Die beiden Geschichten trugen maßgeblich dazu bei, die Wertschätzung des Umwelt- und Artenschutzes in Österreich zu etablieren. Darüber hinaus traten für viele Bürgerinnen und Bürger die Möglichkeiten der direkten Demokratie erstmals derart öffentlichkeitswirksam in Erscheinung, sodass das österreichische Demokratiebewusstsein richtungsweisend gestärkt wurde. Sie, diese Massenbewegungen, legten zusammen mit anderen lokalen Bürgerinitiativen den Grundstein für die Gründung einer grünen Partei in Österreich. 1986 setzte sich Freda Meissner-Blau, die erste Klubchefin der Partei, erfolgreich durch und schaffte den Sprung in den Nationalrat.
Über die Jahre hinweg leisteten die Grünen erfolgreiche und für die Regierungsparteien unangenehme Oppositionsarbeit. Fast durchgehend konnten sie ihren Stimmenanteil steigern und wurden 2006 mit über elf Prozent der Stimmen erstmals gemeinsam mit der FPÖ drittstärkste Partei im Österreichischen Nationalrat. Speziell für ihren Kampf gegen Korruption und ihrer Arbeit als „Aufdeckerpartei“ (federführend war hier Gründungsmitglied Peter Pilz) ernteten die Grünen öffentliche Anerkennung.
Entgegen ihrer früheren Standpunkte sind die Grünen heutzutage eine durch und durch pro-europäische Partei.
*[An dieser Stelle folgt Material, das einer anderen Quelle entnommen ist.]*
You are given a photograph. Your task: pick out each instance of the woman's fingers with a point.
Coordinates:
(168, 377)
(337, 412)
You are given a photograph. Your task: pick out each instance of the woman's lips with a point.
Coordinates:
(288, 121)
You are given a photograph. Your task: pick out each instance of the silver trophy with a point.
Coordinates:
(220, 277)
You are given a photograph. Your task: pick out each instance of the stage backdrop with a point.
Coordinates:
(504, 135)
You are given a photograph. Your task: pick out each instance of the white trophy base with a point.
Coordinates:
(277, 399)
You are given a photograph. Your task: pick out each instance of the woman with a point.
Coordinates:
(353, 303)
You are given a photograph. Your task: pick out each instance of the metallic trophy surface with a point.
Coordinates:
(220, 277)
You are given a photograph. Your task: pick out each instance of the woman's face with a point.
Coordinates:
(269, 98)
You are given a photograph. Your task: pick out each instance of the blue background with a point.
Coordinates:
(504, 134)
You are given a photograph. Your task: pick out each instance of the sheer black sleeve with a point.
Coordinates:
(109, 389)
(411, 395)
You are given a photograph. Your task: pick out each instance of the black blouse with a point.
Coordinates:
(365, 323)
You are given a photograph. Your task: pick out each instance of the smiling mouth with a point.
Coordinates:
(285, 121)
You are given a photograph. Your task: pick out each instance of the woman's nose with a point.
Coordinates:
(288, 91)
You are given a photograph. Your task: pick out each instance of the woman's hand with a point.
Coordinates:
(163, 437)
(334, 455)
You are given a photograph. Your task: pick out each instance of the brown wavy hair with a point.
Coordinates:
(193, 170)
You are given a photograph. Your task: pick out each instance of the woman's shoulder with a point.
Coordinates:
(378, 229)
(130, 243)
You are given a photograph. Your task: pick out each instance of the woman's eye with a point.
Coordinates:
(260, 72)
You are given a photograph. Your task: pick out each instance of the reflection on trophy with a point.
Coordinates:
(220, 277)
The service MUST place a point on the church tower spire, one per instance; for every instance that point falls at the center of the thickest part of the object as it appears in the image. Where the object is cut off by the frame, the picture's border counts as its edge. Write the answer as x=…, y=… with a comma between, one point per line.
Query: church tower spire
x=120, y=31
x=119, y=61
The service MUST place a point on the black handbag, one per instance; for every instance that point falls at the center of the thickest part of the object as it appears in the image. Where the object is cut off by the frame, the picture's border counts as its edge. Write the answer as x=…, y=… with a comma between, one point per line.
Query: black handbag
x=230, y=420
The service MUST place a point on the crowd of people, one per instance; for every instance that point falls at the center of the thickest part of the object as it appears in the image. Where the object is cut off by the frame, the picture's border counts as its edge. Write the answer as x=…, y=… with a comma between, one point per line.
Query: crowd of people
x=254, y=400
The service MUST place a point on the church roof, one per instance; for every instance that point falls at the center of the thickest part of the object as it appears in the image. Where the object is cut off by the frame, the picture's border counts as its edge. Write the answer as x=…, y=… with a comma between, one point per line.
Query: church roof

Tatsächlich misstraute die Partei nämlich der kapitalistischen und westlichen Orientierung und den schwachen Umweltstandards der Europäischen Gemeinschaft (also dem direkten Vorgänger der EU) vor 1995. Darüber hinaus fanden sie die Asyl- und Migrationspolitik zu restriktiv. Nachdem die Österreicherinnen und Österreicher jedoch mit einer Zweidrittelmehrheit dem Beitritt zur Europäischen Union zugestimmt hatten, akzeptierten die Grünen das Ergebnis und stimmten anschließend im Nationalrat für die Ratifizierung des EU-Beitrittsvertrages. Johannes Voggenhuber, der heutige Spitzenkandidat der Liste Europa, zog damals als Grüner ins Europaparlament ein. Seit 1995 setzen sich die Grünen durchwegs für nachhaltige Politik und ein solidarisches Europa ein – mit Erfolg.
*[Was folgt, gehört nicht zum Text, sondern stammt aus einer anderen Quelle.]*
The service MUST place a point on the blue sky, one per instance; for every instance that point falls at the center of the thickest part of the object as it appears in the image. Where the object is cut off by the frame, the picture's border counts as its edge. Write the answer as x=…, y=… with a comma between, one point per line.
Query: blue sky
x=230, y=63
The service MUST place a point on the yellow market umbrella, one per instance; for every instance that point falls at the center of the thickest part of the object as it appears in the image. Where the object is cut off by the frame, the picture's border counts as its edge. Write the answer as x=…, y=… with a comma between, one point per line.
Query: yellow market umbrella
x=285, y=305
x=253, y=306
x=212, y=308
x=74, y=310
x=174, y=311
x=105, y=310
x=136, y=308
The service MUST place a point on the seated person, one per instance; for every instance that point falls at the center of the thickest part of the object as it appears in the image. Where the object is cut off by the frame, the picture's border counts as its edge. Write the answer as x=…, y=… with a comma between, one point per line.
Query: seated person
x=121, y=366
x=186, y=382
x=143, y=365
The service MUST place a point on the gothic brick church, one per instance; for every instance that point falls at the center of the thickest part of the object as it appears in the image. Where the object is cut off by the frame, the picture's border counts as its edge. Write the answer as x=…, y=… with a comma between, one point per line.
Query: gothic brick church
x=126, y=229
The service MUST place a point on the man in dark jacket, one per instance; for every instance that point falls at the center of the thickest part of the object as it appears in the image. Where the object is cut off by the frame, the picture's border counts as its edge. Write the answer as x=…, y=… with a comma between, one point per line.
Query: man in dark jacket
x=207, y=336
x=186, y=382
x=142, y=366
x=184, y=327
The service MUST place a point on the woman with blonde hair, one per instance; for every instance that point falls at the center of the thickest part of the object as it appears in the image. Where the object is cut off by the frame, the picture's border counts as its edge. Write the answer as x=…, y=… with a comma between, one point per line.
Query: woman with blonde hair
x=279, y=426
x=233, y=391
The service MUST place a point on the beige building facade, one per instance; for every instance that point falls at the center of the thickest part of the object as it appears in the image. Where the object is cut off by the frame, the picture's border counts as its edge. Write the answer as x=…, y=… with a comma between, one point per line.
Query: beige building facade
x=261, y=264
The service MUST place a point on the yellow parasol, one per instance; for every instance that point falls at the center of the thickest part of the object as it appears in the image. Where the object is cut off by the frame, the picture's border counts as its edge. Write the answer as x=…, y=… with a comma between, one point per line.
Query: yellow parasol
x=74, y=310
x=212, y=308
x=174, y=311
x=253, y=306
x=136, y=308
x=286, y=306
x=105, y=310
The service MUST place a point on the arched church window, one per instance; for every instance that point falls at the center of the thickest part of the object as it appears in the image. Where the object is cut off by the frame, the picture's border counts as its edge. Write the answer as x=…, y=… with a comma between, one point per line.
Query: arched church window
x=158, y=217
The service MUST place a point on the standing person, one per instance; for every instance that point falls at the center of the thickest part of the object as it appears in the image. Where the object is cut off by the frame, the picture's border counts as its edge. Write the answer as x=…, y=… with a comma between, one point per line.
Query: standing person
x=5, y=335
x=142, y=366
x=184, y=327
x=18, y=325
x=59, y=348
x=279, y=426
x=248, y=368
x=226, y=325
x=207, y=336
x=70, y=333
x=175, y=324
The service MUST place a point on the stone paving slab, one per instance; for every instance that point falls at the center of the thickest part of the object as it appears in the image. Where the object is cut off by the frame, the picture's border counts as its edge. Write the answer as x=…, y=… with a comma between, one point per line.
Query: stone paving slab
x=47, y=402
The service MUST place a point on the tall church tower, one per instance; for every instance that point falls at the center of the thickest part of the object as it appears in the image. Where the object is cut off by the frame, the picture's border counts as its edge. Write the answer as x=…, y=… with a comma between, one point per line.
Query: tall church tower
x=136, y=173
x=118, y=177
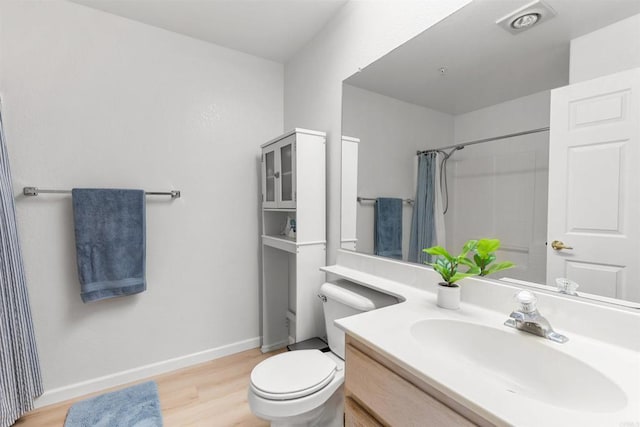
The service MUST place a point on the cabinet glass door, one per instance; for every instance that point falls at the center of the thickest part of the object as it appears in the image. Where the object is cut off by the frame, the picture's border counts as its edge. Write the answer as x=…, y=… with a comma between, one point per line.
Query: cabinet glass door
x=286, y=170
x=270, y=176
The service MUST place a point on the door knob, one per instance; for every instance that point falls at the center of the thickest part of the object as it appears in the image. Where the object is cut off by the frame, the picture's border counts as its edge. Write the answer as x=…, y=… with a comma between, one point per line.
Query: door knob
x=557, y=245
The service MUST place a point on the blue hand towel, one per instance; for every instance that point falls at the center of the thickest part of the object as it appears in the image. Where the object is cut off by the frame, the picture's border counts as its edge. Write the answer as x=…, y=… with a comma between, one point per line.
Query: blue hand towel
x=110, y=242
x=388, y=227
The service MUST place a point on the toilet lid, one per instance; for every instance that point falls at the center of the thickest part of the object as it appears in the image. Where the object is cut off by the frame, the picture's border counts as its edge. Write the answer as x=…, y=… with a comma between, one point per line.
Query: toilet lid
x=292, y=374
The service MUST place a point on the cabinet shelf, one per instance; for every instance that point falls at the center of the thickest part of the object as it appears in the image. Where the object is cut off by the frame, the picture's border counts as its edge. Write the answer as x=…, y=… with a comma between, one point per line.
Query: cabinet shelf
x=280, y=242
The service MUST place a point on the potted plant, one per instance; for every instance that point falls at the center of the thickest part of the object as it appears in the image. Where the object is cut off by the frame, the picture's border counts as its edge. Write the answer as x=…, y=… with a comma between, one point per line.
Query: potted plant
x=484, y=257
x=447, y=265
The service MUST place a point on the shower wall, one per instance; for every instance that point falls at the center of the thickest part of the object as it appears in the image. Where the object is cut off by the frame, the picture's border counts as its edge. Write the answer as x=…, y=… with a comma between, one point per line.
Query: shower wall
x=499, y=189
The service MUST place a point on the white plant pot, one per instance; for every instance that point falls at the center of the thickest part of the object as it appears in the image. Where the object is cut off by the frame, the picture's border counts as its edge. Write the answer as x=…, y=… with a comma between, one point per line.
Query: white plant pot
x=449, y=297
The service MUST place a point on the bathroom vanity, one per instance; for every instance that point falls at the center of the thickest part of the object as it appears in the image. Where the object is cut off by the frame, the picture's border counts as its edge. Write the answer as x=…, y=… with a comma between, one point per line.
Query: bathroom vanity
x=414, y=361
x=378, y=389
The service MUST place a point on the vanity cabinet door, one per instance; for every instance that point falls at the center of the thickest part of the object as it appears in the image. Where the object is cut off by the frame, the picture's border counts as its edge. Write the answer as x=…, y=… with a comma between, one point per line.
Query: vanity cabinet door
x=390, y=398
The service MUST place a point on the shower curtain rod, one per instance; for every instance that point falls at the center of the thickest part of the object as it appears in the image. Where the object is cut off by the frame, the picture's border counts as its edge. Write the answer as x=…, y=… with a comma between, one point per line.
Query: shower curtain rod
x=495, y=138
x=34, y=191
Für die Grünen sah es bis zur letzten Nationalratswahl nicht so schlecht aus. Doch seit dem desaströsen Ergebnis der letzten Nationalratswahlen im Jahre 2017, bei der die Grünen mehr als zwei Drittel ihrer Wählerschaft verloren und obendrein auch noch aus dem Nationalrat flogen, steht es nicht mehr so gut um die „Grüne Alternative“. Viele Gründe wurden angeführt. Sie reichten vom öffentlich ausgetragenen Streit mit den Jungen Grünen, über die Durchsetzung des Hochhausprojekts am Wiener Heumarkt, bis hin zur Abspaltung Peter Pilz’. Auch der sogenannte „Zurechtweisungsdiskurs“, der „erhobene Zeigefinger“ und die Konzentration auf Identitätspolitik sind immer wieder Kritikpunkte. Die Ursachen für das Scheitern mögen vielschichtig und komplex sein. Fakt ist, dass die Grünen großteils den Anschluss zu ihrer Wählerschaft verloren und „in einem historischen Moment total versagt haben“, wie es selbst der Bundessprecher und Spitzenkandidat Werner Kogler eingestehen musste.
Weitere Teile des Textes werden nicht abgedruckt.